Tym wnioskiem Mike Clayton mnie kupił. Już przyzwyczaiłem się, że książki na temat radzenia sobie ze stresem tylko mnie denerwują. Osiągają efekt wprost przeciwny do zamierzonego, bo większość, na które się natknąłem każe mi radykalnie zmienić mój styl pracy i życia. A ja na to nie mam ochoty. Jednak w każdej z tych książek znajduję jakąś perełkę, która pozwala mi coś zrobić nie ze stresem, tylko z przeciążeniem właśnie.
Pomimo mojego sceptycyzmu do autora, jakoś Clayton mi nie podchodzi. Może porównuję do niewłaściwych osób.

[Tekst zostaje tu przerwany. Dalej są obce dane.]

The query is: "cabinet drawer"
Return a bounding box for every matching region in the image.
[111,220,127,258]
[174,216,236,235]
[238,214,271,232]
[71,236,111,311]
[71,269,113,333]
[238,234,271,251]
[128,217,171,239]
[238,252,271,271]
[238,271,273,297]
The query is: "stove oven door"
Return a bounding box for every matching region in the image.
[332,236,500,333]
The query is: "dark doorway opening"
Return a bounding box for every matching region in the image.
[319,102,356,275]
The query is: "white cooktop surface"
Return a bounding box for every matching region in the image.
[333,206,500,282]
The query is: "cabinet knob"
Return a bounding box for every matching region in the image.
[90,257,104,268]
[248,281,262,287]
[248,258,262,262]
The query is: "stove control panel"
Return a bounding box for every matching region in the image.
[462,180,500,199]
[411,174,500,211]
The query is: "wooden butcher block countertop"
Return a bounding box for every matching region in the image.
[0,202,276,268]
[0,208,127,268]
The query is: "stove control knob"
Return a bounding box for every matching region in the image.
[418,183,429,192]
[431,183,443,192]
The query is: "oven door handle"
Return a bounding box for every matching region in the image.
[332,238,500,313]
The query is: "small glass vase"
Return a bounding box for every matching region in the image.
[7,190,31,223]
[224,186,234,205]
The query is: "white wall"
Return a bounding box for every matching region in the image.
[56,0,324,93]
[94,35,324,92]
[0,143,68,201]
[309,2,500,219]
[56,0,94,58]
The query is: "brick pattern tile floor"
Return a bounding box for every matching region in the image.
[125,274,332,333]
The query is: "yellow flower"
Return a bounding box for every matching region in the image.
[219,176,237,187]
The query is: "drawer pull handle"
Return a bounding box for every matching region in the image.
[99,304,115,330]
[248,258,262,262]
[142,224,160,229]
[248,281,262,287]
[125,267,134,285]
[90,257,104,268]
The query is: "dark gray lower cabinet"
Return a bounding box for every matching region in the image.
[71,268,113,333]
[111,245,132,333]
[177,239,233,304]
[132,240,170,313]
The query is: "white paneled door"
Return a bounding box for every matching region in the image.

Nie potrafi ubrać swojej książki w spójny system jak Covey, czy nie ma tej lekkości pióra i łatwości tworzenia metafor jakie ma Brian Tracy. Mimo wszystko ta książka mi się spodobała. Przede wszystkim właśnie tytułowym podejściem.
Wiele książek stawia Cię w sytuacji ofiary. Jaki jesteś biedny, zaszczuty, rzuć wszytko w diabły i uciekaj do głuszy medytować. Dziękuję za takie rady. Clayton tego nie robi i chwała mu za to. Wychodzi z założenia, że nasze uczucie dyskomfortu pojawia się wtedy gdy nie czujemy, że mamy kontrolę nad jakimś obszarem. W moim przypadku ma rację. Gdy czuję, że nie wiem co się dzieje stres rośnie i mogę pęknąć. Nie jestem przekonany na 100%, że tak jest u każdego, natomiast co do zasady zgoda.
Nauczyłem się jak czytać Mike’a Clayton’a po zetknięciu się z trzema jego książkami. Nie czytam go od deski do deski, tylko wybieram sobie te elementy, które wydają mi się sensowne i mogą mi pomóc. I to działa. Bo jego silną stroną jest zgromadzenie w jednym miejscu różnych technik, które można zastosować.
Co fajnego znalazłem jeszcze tutaj? Dla mnie hitem jest 7 czynników warunkujących długowieczność według badań Belloc i Breslowa (ktokolwiek to jest ;). Pewnie amerykańscy naukowcy). Spełniam 4 z 7. Nad dwoma pracuję. Nie wiem czy uda mi się spać 7-8 godzin dziennie. To dla mnie jest science fiction ;).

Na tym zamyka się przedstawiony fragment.